Five Questions With… Ayla Brook
Ayla Brook (pronounced Ey–Lah) makes music as raw and vast as the Canadian Prairies.
By Jason Schneider
Ayla Brook (pronounced Ey–Lah) makes music as raw and vast as the Canadian Prairies. From his beginnings in Lily Plain, Saskatchewan, to successful records recorded with AA Sound System, to now his solo work, Ayla has never wavered from his original vision of honest roots rock.
What sets Desolation Sounds apart from your previous work?
This album is one made by a bunch of folks who have been playing together for a long while and who have a certain confidence and camaraderie. That being said, we had a willingness to be pointed in new directions by our producer Terra Lightfoot to try new ideas and approaches. The arrangements sit between the stripped-down acoustic production of my first solo record After the Morning After, and the straight-up bar band approach of the Sound Men's first album. Also, we had the gift of having Terra and engineer Emily Bachinski lending their vocals to several tracks, and Kimberley MacGreggor doing a track we co-wrote. So there is much more of a female vocal presence.
What songs on the record are you most proud of and why?
The first song on the record, Lift You Up, is a standout and a bit of a mission statement for the record. It's a love song to my music community. It's about keeping on doing what you love for the people you love. And supporting the folks around you trying to do the same.
How would you describe your artistic evolution so far?
I feel like I've just become a more distilled higher proof version of my younger self. I feel I've found a way to draw on all the disparate music traditions I love and honestly express them.
What's been the biggest change in your life over the past year?

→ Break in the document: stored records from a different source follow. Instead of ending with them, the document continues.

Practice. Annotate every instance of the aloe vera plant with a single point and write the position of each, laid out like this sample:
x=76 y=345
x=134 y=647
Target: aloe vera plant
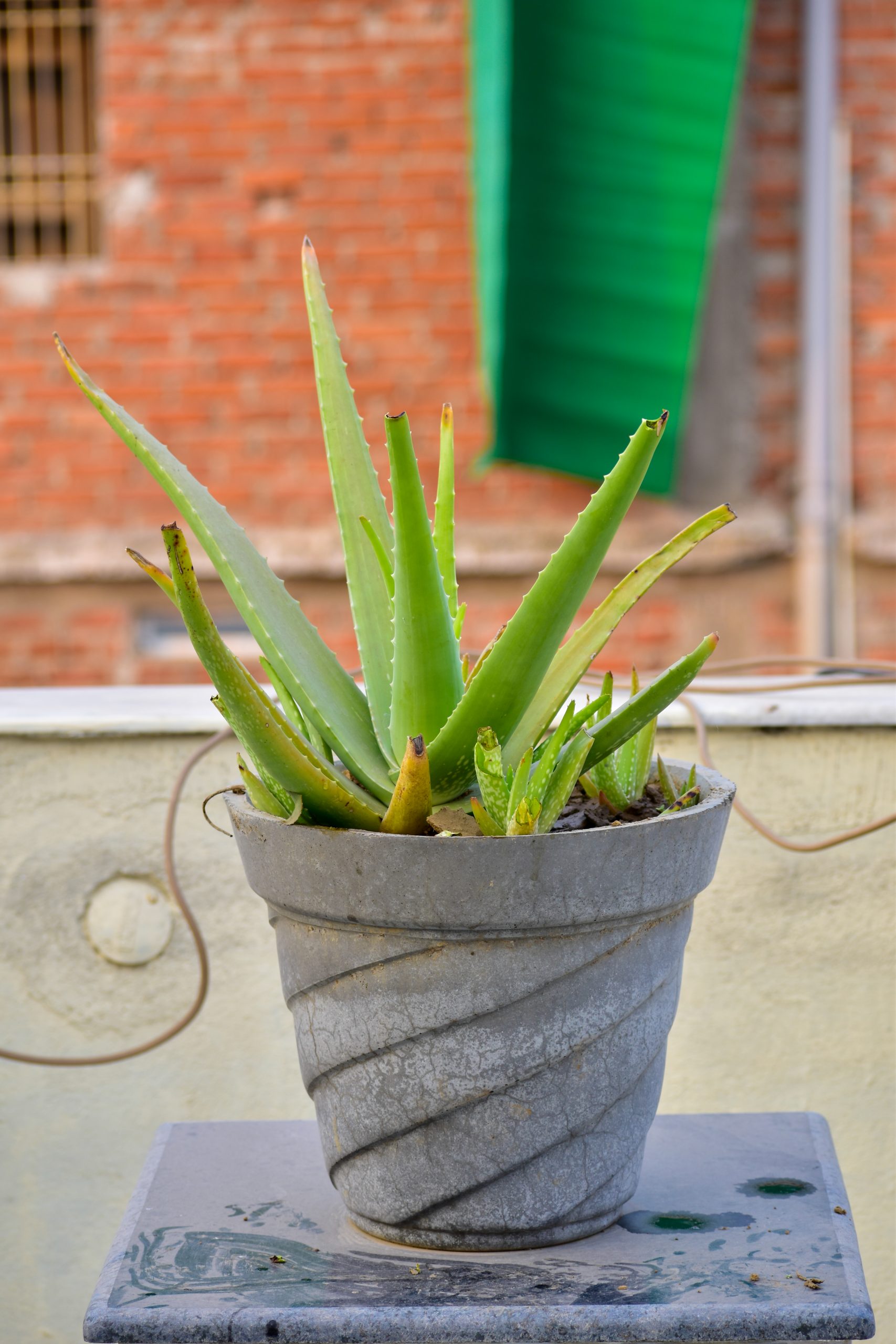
x=382 y=757
x=620 y=779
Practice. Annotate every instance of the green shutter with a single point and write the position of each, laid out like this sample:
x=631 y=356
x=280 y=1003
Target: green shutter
x=592 y=273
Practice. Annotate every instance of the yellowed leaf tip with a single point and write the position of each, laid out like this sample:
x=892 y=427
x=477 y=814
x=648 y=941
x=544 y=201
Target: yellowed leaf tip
x=64 y=351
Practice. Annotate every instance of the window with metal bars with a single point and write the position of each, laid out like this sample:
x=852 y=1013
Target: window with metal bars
x=47 y=135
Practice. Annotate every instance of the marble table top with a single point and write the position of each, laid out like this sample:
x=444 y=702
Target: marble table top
x=739 y=1230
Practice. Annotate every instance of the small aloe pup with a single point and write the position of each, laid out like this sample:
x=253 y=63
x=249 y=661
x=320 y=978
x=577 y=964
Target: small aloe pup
x=385 y=757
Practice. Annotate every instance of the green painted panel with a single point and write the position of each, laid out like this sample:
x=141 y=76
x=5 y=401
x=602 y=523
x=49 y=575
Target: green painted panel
x=620 y=116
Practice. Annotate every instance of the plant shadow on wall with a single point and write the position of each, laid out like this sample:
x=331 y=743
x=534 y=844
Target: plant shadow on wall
x=386 y=757
x=480 y=918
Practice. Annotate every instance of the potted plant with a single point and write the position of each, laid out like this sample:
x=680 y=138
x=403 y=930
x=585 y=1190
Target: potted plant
x=480 y=921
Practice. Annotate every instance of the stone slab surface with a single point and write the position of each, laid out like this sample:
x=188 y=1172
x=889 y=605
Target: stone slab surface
x=236 y=1234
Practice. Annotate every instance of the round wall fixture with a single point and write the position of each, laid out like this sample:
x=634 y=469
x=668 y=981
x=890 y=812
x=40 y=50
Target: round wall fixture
x=128 y=921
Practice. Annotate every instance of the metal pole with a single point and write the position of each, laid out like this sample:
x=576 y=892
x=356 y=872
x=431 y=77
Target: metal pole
x=818 y=530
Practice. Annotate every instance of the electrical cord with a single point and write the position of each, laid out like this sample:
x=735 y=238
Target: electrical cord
x=879 y=671
x=202 y=952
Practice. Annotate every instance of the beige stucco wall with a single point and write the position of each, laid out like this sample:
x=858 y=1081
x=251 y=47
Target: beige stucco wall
x=787 y=999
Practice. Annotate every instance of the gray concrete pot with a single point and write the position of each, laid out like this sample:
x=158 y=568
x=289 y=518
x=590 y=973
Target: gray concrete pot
x=483 y=1023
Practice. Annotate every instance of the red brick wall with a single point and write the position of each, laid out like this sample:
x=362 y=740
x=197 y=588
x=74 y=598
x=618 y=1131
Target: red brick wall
x=868 y=109
x=229 y=130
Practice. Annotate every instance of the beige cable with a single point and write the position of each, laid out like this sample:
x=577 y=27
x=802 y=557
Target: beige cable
x=202 y=952
x=882 y=673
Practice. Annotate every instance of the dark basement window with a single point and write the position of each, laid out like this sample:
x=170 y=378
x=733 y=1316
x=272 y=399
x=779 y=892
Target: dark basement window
x=47 y=130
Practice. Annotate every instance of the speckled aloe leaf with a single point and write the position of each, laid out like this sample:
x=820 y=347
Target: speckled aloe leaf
x=544 y=769
x=508 y=679
x=321 y=687
x=647 y=705
x=262 y=729
x=489 y=774
x=426 y=668
x=258 y=793
x=583 y=646
x=409 y=811
x=562 y=783
x=635 y=757
x=356 y=494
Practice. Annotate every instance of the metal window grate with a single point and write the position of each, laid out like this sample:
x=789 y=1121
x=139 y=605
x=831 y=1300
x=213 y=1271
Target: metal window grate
x=47 y=147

I'm a letter carrier in my other life. I've started going to union meetings—getting organized and organizing. Things are rough out there, but better if we stick together.
What are your fondest musical memories as you were growing up?
My folks met in Winnipeg, so we'd often travel from Saskatchewan to the folk festival there where I got to see so many guitar greats and wonderful songwriters. I'm a short person, so I'd squish right up to the front of the stage, pretty much right between the monitors. There I would drink in the playing of folks like Big Dave McLean, Amos Garrett, Ellen McIlwaine and David Lindley. That's where I fell in love with the electric guitar. That's also where I first figured out what a sound tech was and got the first clue what all those cables were doing. Here I am now all these years later, still strumming guitars and wrapping cables!